¿Se puede, tachar de canalla, inculto, corrupto, terraplanista, rojo mesiánico, fascista, infiltrado, comprado, mercenario, marioneta de Soros, trumpista, podemita iletrado, feminazi, machirulo, asesino, terrorista, sociata, pepero, etc, a quien, por ejemplo, encuentre justificada la posición de Alemania en el inicio de la Primera Guerra Mundial, sin haber leído jamás un libro de Historia o desconocer absolutamente la geografía de los Balcanes? Se puede.
¿Es posible desenmascarar, años después, las intenciones políticas, económicas, personales, de un artista que manifestó su simpatía por el movimiento bolivariano en una región convulsa de un país sacudido por la guerra sin ser capaz de situar correctamente el país en el mapa, conocer la trayectoria del personaje, o haber leído, al menos, algún documento que recoja o explique en qué consiste en esencia el movimiento bolivariano? Es posible.

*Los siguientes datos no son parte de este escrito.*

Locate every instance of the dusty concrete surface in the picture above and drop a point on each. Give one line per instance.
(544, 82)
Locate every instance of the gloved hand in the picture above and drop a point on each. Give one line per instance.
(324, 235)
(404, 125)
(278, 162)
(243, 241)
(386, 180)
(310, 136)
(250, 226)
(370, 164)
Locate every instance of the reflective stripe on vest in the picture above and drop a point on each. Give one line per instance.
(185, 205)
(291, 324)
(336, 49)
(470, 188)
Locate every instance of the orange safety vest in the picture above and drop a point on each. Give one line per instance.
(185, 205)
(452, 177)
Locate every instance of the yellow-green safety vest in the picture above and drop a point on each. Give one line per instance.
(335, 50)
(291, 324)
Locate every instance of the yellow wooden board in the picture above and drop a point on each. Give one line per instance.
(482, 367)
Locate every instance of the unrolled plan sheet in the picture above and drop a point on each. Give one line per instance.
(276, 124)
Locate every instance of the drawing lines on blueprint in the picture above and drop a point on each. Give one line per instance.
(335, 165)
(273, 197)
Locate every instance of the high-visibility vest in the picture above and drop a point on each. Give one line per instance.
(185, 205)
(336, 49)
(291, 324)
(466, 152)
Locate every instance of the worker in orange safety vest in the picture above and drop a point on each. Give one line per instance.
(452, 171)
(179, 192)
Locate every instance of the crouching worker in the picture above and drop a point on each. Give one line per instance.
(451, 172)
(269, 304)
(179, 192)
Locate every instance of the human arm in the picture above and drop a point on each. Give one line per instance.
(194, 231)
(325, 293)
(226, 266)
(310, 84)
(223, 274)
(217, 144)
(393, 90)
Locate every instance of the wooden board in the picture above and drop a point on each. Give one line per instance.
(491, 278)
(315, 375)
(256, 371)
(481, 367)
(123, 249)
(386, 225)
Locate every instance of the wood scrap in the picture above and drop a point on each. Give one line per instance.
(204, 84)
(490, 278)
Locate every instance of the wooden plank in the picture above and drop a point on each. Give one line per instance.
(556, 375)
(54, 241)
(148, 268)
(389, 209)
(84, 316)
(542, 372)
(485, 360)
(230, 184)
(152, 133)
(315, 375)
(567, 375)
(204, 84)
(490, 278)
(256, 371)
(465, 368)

¿Puede alguien criticar el contenido de una conferencia sobre el Principio de Incertidumbre de Heinsenberg y sus consecuencias teológicas sin haber abierto un libro de Física ni, mucho menos, haber leído a San Agustín? Por supuesto que se puede, partiendo de la pregunta básica: ¿quién es el conferenciante? Porque da igual lo que diga, si mediante algún indicio mínimo podemos aplicarle etiquetas como “canalla, inculto, corrupto, terraplanista, rojo mesiánico, fascista, infiltrado, comprado, mercenario, marioneta de Soros, trumpista, podemita iletrado, feminazi, machirulo, asesino, terrorista, sociata, pepero, etc”, sin olvidarnos de otras aportaciones de profundo calado, todas ellas terminadas en “fobia”.
Todo ello es posible porque el viento democratizados de las redes también ha llegado para sembrar el alma de la Inquisición en esta sociedad global que formamos quienes de una forma u otra alimentamos las redes, y prender con éxito en almas tan puras como carentes de formación. Basta un gramo de insensatez, un convencimiento claro de que la razón pura no exige de un razonamiento básico, y una comunión íntima y entusiasta con un carisma a salvo de errores, para constituirse en agresivo “inquisituber”.
Antes no. Antes, para ser inquisidor, había que estudiar. Más allá de la imagen que cada cual tenga de aquellas instituciones, ningún inquisidor llegaba al cargo desde la ignorancia, el desprecio al estudio o la exigencia de formación. No se podía debatir con el diablo, con el hereje, con el reformista, con el católico irredento, con el judío falsamente converso, armado con las ideas básicas de un predicador del fin del mundo, la fe del carbonero o la brutalidad intelectual de un matón tabernario. Era preciso conocer el talmud, los evangelios gnósticos, a Erasmo, a Tomás de Aquino, a Aristóteles… Hoy se puede criticar la calidad musical de un autor pop sin saber lo que es una corchea o a qué se dedica un productor y, sobre todo, se puede inferir su participación en un plan infame contra algo o contra alguien solo por su estética o una respuesta ocasional a una pregunta impertinente.
Es lo que dan los tiempos. Influencers que forman opinión sin ser capaces de articular una opinión coherente; haters que hacen del odio una profesión o, cuanto menos, una ocupación; inquisitubers capaces de destrozar a alguien, cual chacal en manada, sin tener realmente idea de por qué o para qué, pues eso obligaría a pensar y, sobre todo, a pensarse. En el siglo XVIII existían los llamados eruditos a la violeta, a decir de José Cadalso, ilustrados en la forma pero no en el fondo, opinadores de todo, sabedores en nada. Hoy son legión, y como la Legión, acuden a llamada de quien consideran su hermano, y con razón o sin ella, es más, sin entender qué es la razón, se activan como inquisidores… aunque a diferencia de aquellos legionarios, no exponen su cara para que pueda ser partida en defensa del compañero. Ya para eso tienen su avatar.